Sobre fronteiras e ternos fora de moda


Era um dia quente e úmido, como devem ser todos os dias na fronteira Amazônica do Brasil com a Bolívia. Eu estava ali, entre Rondônia e Beni, para um seminário sobre o impacto das enchentes do Rio Marmoré nas duas cidades irmãs – a brasileira Guajará-Mirim, onde acontecia o seminário, e a vizinha boliviana Guayaramerim.

As atividades da manhã tinham terminado e só recomeçariam à tarde. A agenda  do evento dizia: 1 hora para almoço e 30 minutos para tomar banho. Eu tinha fome e um dilema: comer ou despistar-me. Aquele era meu único tempo livre na cidade e eu queria aproveitar para conhecer Guajará-Mirim. Desde que chegara, todos os moradores me falavam do outro lado do rio: “Vir a Guajará e não atravessar para a Bolívia não é vir a Guajará”. Lá tudo é mais barato - diziam - o povo vem de toda parte do estado para cruzar a fronteira e comprar bugigangas.  Então, era isso que eu iria fazer. Sair de Guajará para entender Guajará.

Comprei um pão-de-queijo e uma latinha de refrigerante para tapear a fome e pulei no primeiro barco saindo para o outro lado do rio. Salva vidas postos, me sentei no último banco, concentrada para sentir o vento batendo no rosto, engolir o pão de queijo e não derramar o refrigerante no meu vizinho – tudo ao mesmo tempo. Meu cabelo voava, minhas mãos se embananavam e um desconhecido ao meu lado me dirigia a palavra. Era boliviano, mas falava um português correto gramaticalmente. Trajava um terno fora de moda, com a bainha longa, o corte sem corte e as cores opacas. O papo em nada me interessava, mas ele insistia em saber quem eu era e o que eu fazia ali. Fui monossilábica, mas ele insistiu no contato durante todos os cinco minutos que durou a viagem.

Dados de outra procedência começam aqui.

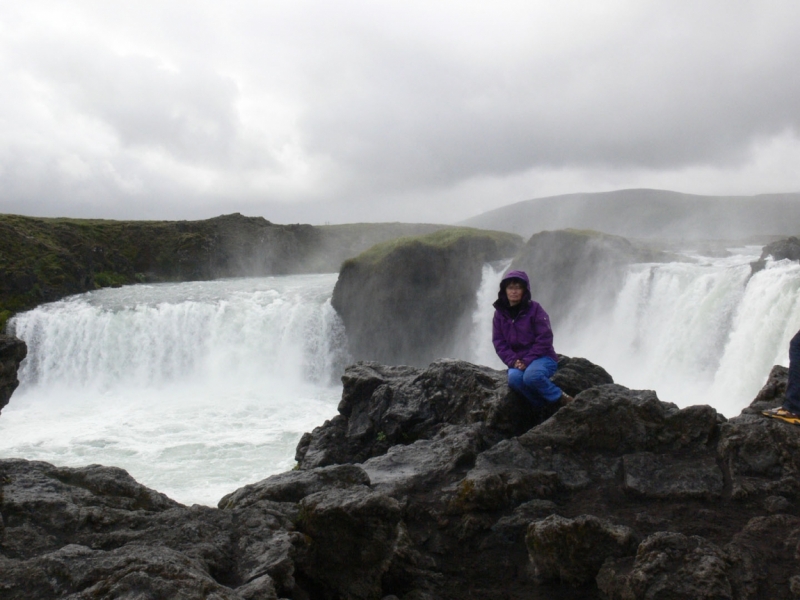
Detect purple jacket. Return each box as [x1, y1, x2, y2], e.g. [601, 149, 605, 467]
[492, 270, 559, 368]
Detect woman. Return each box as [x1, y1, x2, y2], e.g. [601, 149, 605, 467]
[492, 270, 573, 407]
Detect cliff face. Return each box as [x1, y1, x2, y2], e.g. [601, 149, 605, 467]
[331, 228, 523, 366]
[0, 213, 448, 330]
[0, 334, 26, 416]
[2, 355, 800, 599]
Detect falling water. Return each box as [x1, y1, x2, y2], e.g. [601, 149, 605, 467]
[466, 248, 800, 417]
[0, 274, 348, 506]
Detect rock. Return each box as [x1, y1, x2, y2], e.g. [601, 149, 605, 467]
[363, 424, 489, 497]
[519, 384, 721, 454]
[597, 532, 734, 600]
[751, 236, 800, 273]
[745, 364, 789, 414]
[218, 464, 371, 509]
[526, 514, 639, 585]
[5, 358, 800, 599]
[622, 452, 724, 501]
[0, 543, 245, 600]
[331, 228, 522, 366]
[0, 334, 26, 416]
[718, 412, 800, 500]
[296, 357, 614, 470]
[551, 355, 613, 398]
[296, 486, 402, 600]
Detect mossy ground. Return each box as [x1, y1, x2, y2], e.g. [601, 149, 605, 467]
[344, 227, 522, 268]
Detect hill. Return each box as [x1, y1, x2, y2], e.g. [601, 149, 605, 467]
[459, 188, 800, 241]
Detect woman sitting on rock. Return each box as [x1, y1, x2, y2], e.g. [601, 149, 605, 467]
[492, 270, 573, 408]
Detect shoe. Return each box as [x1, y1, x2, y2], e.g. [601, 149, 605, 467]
[762, 406, 800, 425]
[558, 393, 574, 407]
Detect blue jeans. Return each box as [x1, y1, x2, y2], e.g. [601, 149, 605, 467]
[507, 356, 563, 407]
[785, 329, 800, 413]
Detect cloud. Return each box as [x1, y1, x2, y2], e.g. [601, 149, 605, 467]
[1, 0, 799, 223]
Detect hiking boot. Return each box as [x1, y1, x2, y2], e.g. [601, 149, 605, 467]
[762, 406, 800, 425]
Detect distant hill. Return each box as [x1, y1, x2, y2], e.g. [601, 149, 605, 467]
[459, 189, 800, 241]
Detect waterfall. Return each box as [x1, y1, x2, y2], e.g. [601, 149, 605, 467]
[1, 274, 348, 506]
[466, 260, 511, 369]
[557, 249, 800, 415]
[4, 251, 800, 505]
[465, 249, 800, 417]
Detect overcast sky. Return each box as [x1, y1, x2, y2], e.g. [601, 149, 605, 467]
[1, 1, 799, 224]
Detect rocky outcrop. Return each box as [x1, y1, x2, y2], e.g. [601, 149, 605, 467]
[331, 228, 522, 366]
[0, 334, 26, 416]
[751, 236, 800, 273]
[3, 356, 800, 599]
[294, 356, 613, 470]
[510, 229, 677, 325]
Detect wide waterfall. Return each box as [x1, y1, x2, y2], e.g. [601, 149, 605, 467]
[2, 248, 800, 505]
[466, 248, 800, 416]
[1, 274, 348, 506]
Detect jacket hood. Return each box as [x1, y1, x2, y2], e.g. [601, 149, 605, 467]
[495, 269, 532, 307]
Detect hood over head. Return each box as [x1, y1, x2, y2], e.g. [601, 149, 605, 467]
[496, 269, 531, 306]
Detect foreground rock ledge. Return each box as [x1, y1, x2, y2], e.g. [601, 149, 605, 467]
[2, 359, 800, 599]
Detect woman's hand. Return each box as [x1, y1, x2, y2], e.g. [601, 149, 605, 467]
[513, 359, 526, 370]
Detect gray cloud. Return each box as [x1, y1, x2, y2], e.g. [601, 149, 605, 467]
[1, 1, 799, 223]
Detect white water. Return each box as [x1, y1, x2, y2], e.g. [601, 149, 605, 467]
[1, 274, 348, 507]
[3, 251, 800, 505]
[465, 249, 800, 417]
[551, 248, 800, 415]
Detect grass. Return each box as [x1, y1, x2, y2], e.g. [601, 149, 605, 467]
[346, 227, 522, 267]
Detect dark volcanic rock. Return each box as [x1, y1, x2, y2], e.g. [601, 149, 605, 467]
[527, 514, 639, 585]
[751, 236, 800, 273]
[295, 357, 613, 470]
[5, 356, 800, 599]
[0, 334, 26, 416]
[297, 485, 402, 600]
[597, 531, 735, 600]
[331, 228, 522, 366]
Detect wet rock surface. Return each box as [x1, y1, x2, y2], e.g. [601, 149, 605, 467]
[751, 236, 800, 273]
[0, 334, 26, 416]
[3, 354, 800, 599]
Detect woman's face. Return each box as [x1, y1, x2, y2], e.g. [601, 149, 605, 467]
[505, 282, 524, 306]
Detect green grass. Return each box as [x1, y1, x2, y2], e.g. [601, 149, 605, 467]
[347, 227, 521, 267]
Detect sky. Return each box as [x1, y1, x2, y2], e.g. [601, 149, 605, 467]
[1, 1, 800, 225]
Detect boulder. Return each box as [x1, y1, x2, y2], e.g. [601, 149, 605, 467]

Guyaramerim, departamento do Beni. Enfim, chegamos! A essa altura, eu já sabia que o desconhecido era Jesus Suarez, professor da Universidad Autônoma do Beni. Havíamos estado no mesmo evento, mas eu não notara. Morador nativo da pequena cidade em que estávamos, aprendeu o  português em Brasília e estava ávido por praticar. Mesmo morando vizinho ao Brasil treinava pouco.
Jesus Suarez me ofereceu mostrar a cidade. Eu recusei, claro. Tinha só uma hora para estar pela primeira vez na Bolívia e não queria desperdiçar com papos sem graça. Me despedi de Jesus Suarez, tirei algumas fotos do pequeno porto e segui para a rua principal.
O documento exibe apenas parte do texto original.